Rupture characteristics of slow slip events
- They slip faster than the plate speed but slower than an earthquake. Millimeters per week is a good ballpark estimate of the speed.
- The ones measured so far slip as much as a large-magnitude earthquake but take a lot longer to accomplish that slip. That's why they are called "slow slip events."
- They are not detectable by seismometers due to the long rise time and slow rupture velocity. We use Global Positioning System data to measure them.
For example, the rise time for an earthquake is often negligible compared to the rupture duration, but for a slow slip event, the rise time can be a significant fraction of the overall time of rupture.

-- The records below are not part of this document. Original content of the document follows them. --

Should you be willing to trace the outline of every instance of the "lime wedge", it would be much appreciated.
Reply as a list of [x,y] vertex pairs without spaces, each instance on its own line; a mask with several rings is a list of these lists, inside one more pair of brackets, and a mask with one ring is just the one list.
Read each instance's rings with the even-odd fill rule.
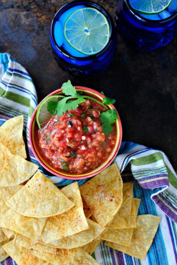
[[171,0],[129,0],[133,9],[142,14],[152,15],[160,13],[169,5]]
[[51,116],[47,110],[47,103],[50,101],[59,101],[65,97],[63,96],[55,95],[46,98],[39,104],[36,113],[36,122],[39,129],[41,129],[43,125]]
[[102,50],[109,41],[109,25],[106,17],[92,7],[74,11],[64,26],[64,35],[67,41],[73,48],[87,55]]

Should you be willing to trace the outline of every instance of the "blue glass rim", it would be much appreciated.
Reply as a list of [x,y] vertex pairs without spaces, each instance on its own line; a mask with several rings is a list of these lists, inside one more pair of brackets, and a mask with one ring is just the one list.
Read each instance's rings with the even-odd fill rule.
[[[86,57],[77,57],[71,56],[64,49],[62,48],[61,48],[58,46],[54,37],[54,26],[55,22],[56,21],[57,21],[58,17],[59,17],[59,16],[58,17],[59,13],[62,11],[63,11],[62,9],[63,9],[63,12],[62,12],[61,14],[67,10],[68,6],[70,7],[72,7],[73,5],[73,6],[74,6],[76,3],[78,5],[83,5],[85,3],[86,5],[90,5],[90,6],[94,7],[95,9],[100,11],[101,13],[103,13],[105,16],[109,25],[110,29],[109,39],[106,46],[102,50],[98,53],[92,55],[89,55]],[[65,56],[68,58],[73,60],[77,60],[78,61],[86,61],[87,60],[90,60],[93,58],[96,58],[98,57],[100,57],[104,55],[107,51],[109,49],[110,47],[112,45],[113,40],[114,38],[114,35],[116,34],[116,28],[114,21],[112,17],[108,11],[104,7],[92,1],[88,1],[87,0],[83,0],[82,1],[81,1],[81,0],[75,0],[75,1],[72,1],[64,5],[63,6],[57,11],[54,16],[52,21],[50,30],[50,37],[51,37],[53,43],[55,44],[55,48],[58,52],[59,53],[62,53]]]
[[171,23],[175,20],[177,20],[177,10],[171,16],[159,20],[154,20],[148,19],[142,17],[140,14],[133,9],[130,3],[128,0],[123,0],[123,1],[126,5],[127,7],[133,16],[135,16],[138,20],[142,21],[144,23],[147,24],[151,23],[151,24],[153,23],[154,25],[156,25],[157,26],[159,26],[160,25],[160,26],[162,27],[165,25],[163,25],[163,24],[168,24],[169,22]]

Rise time? What's rise time?
The rise time is how long it takes an earthquake to go from zero to its seismic rupture velocity. Generally speaking, earthquake rise times are fast compared to how long the earthquake lasts. Another interesting thing about earthquake rise times is that they are about the same regardless of the final size of the earthquake. The rise time of a magnitude 5 and a magnitude 8 are about the same. The difference is that a magnitude 8 lasts longer and a bigger chunk of ground is involved in the earthquake. For a slow slip event, the rise times are incredibly long and the event never does get up to a seismic speed at all. Since the motion is all so smooth and slow, seismic waves aren't generated. That's why we have to use GPS instead of seismometers to measure slow slip events. See my screencast for a sketch explaining rise time. Click here for a close-captioned version of the rise-time sketch.

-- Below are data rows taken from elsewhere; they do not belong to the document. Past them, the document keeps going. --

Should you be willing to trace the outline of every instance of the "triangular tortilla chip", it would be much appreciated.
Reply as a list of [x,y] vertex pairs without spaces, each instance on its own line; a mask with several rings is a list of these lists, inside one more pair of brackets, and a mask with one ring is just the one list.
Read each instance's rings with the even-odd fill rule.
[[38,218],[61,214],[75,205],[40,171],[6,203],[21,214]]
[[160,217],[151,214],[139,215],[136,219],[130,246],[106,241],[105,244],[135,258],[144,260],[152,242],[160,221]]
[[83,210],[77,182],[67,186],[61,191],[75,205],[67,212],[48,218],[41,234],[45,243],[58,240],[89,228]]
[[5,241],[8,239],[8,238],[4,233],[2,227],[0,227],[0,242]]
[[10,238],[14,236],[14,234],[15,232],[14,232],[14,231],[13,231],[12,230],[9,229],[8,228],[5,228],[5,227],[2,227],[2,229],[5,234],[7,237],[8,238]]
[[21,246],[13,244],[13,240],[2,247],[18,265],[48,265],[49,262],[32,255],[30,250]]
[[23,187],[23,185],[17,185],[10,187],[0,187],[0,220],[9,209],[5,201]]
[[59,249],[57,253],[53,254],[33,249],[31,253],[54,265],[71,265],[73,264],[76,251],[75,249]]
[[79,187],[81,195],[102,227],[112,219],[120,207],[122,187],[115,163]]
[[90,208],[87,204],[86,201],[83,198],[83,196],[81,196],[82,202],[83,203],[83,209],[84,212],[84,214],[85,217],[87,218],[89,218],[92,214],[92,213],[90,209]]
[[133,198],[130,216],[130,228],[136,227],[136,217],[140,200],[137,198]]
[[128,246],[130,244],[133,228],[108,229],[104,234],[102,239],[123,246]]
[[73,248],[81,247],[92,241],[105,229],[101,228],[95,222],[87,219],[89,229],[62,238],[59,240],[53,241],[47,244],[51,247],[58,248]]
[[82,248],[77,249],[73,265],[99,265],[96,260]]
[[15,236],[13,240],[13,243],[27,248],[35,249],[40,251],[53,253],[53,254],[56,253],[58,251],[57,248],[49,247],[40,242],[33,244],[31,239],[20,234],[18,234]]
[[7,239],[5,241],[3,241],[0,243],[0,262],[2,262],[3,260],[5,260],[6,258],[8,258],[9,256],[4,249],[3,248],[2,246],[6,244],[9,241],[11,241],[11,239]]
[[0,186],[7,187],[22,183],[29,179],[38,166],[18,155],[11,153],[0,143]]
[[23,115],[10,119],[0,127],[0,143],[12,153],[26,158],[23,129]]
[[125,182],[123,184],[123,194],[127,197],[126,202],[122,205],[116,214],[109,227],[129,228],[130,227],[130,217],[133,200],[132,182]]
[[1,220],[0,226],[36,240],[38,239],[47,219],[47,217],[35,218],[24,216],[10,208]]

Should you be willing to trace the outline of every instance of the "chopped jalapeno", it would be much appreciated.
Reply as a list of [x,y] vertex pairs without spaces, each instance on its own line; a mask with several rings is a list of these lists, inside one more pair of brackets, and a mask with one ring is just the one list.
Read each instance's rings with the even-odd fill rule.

Where have slow slip events been found?
The figures below are reproduced from published papers that describe slow slip events detected in New Zealand, Nicaragua, Mexico, and Alaska. Their locations in the grand scheme of the world are shown with rectangles on the world map above, except Japan is missing from the detailed maps below. All the slow slip events shown here have two main things in common:
- Long duration compared to an earthquake (days to months instead of seconds to minutes), and
- Cumulative slip equivalent to 6.9-7.5 moment magnitude.